De forma geral, o estado atual da indústria de autoajuda nos serve como um lembrete de onde não queremos e não podemos chegar. Embora nossas intenções de influenciar as ações das pessoas por meio do pensamento projetual e dos conhecimentos científicos na forma da arquitetura da escolha sejam nobres, nunca podemos nos esquecer de avaliar se os resultados que geramos estão próximos dessas intenções.

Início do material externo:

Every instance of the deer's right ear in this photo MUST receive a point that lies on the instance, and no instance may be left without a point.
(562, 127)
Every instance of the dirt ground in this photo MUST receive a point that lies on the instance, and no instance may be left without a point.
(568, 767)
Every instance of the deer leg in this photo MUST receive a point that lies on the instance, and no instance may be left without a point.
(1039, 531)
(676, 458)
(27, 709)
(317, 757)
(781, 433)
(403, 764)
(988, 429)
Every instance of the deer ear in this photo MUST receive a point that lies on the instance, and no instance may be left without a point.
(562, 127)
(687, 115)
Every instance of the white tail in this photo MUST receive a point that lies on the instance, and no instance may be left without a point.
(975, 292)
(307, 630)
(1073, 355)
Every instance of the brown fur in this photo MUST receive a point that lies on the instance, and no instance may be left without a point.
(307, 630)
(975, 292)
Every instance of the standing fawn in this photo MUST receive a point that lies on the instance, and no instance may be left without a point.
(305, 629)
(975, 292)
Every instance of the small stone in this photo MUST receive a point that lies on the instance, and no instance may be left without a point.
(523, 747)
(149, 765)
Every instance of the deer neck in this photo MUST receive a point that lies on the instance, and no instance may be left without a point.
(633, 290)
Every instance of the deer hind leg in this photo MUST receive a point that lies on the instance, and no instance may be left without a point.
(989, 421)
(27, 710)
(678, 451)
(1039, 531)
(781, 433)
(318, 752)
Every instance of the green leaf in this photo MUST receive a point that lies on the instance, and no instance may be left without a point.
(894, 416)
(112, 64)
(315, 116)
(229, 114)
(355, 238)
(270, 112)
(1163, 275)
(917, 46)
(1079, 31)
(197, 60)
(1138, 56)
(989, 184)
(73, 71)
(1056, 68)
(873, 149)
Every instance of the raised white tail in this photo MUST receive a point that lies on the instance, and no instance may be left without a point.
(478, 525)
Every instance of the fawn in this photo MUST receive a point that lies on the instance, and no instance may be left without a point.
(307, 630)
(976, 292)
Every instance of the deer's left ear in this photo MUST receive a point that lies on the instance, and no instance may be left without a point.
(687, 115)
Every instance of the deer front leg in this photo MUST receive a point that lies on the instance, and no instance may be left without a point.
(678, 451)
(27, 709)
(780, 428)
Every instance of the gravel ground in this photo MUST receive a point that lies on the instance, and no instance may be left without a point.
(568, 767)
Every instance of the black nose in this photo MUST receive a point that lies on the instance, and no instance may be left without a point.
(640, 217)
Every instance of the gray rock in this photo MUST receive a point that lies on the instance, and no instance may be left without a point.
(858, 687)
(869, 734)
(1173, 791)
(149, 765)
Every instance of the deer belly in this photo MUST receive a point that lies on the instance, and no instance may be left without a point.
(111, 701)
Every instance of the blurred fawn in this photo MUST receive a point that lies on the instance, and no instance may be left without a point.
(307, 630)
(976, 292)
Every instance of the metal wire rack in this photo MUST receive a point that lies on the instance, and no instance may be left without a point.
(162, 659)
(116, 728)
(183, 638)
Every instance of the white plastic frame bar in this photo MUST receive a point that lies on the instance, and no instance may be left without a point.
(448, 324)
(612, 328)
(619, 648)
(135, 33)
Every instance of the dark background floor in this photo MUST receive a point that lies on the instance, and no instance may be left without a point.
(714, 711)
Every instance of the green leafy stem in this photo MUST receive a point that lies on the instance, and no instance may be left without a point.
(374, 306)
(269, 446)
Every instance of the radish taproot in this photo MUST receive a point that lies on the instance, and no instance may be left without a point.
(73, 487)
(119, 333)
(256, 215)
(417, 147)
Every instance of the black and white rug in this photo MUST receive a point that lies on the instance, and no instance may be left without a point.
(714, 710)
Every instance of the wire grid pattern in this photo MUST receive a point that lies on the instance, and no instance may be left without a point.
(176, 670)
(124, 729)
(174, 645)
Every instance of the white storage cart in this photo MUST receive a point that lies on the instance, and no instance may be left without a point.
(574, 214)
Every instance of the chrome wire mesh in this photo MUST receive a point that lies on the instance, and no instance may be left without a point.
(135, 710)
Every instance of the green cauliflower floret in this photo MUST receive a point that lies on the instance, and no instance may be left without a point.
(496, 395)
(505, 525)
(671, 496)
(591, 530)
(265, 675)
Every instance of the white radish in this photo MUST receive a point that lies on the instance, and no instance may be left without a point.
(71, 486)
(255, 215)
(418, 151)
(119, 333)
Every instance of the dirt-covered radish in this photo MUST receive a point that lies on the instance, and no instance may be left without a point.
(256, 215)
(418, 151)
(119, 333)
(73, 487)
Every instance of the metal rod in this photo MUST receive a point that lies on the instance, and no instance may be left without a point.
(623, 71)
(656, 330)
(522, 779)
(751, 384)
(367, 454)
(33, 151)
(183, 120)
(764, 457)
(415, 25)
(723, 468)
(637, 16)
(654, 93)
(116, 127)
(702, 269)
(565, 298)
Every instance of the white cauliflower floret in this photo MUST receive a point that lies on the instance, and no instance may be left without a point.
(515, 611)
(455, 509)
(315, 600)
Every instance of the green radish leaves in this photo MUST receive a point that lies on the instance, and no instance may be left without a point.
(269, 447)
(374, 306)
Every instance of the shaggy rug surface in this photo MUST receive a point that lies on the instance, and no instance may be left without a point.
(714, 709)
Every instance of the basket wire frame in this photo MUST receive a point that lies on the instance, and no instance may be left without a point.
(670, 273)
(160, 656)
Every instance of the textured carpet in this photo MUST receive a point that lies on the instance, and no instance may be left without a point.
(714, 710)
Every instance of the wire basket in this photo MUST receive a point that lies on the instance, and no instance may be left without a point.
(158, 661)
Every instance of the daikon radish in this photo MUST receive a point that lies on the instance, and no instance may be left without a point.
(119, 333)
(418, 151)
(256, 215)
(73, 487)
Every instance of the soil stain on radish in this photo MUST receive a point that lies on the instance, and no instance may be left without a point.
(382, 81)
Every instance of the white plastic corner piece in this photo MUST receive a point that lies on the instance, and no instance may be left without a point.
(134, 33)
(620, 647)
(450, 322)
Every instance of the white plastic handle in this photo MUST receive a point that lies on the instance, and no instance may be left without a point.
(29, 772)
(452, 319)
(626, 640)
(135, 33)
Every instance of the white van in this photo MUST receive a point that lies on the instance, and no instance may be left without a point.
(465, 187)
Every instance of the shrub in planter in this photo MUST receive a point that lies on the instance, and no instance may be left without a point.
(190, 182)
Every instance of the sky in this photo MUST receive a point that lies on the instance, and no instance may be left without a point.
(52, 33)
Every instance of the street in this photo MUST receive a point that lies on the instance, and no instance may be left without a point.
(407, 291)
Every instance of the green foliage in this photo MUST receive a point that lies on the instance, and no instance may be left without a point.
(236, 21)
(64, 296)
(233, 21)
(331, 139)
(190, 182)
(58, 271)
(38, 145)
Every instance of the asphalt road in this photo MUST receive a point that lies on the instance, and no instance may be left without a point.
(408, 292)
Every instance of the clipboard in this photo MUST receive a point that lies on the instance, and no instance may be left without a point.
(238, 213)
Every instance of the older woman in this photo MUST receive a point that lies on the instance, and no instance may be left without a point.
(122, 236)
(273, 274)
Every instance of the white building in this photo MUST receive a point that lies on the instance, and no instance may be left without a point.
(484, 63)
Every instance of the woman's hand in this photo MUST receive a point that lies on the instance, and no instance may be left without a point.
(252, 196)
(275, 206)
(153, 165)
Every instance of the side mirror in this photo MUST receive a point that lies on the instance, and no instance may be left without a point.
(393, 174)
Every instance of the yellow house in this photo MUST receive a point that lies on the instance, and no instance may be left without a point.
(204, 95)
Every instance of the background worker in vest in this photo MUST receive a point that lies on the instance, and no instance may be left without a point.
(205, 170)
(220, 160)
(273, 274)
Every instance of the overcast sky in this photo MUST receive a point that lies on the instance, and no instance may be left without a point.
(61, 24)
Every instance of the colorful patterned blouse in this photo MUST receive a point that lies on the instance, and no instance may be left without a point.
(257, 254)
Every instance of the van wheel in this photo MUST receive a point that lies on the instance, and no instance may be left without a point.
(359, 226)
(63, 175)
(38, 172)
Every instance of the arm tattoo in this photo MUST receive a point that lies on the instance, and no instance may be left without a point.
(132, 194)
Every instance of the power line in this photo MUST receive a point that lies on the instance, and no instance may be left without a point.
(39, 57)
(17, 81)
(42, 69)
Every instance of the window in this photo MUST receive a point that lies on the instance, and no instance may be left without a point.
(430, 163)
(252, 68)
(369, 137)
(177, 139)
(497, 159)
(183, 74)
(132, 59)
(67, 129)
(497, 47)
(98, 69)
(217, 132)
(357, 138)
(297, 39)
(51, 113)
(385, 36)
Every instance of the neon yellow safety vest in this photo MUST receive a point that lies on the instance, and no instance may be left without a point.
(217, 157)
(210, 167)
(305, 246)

Com a crise econômica (e consequente aumento do desemprego), a queda dos custos de produção de empreendimentos (causados pela mudança do paradigma de produção industrial para o digital), a disseminação da cultura do “empreendedorismo de palco” (a valorização do empreendedor como estilo de vida, que beneficia o setor da indústria que vende cursos, palestras, treinamentos, livros sobre o tema) e consequentemente, o aumento exponencial do “empreendedorismo selvagem” (leia-se: startups com boas intenções, mas que são mais impulsionadas por um otimismo excessivo fomentado pela indústria do empreendedorismo de palco mencionada acima do que por uma visão e propósito claro), existe um sério risco de que tenhamos diversos apps que aleguem ajudar na mudança de determinados hábitos, mas com nenhum resultado superior aos outros. Isso claramente pode gerar algo parecido com a regra dos oito meses da indústria de autoajuda: o usuário mais provável de baixar um app de mudança de hábitos é alguém que baixou um há algum tempo atrás. Além disso, muitas vezes o conhecimento científico utilizado por essas startups é raso, limitado à palestras do TED ou na abordagem de que “não precisamos de modelos ou teorias; os dados nos falarão tudo o que precisamos”, uma vez que a prioridade ao se conseguir investimentos num pitch de elevador não é contratar um cientista comportamental, mas geralmente conseguir verba para campanhas de marketing e com isso aumentar a aquisição de usuários.

Obviamente, isso pode banalizar a indústria de tecnologias persuasivas (que começou sendo até “chata” de tão acadêmica e rigorosa, metodologicamente falando), e indiretamente a arquitetura da escolha. Portanto devemos ficar atentos se nossas nobres intenções não vão colocar em risco todo um setor da indústria promissor.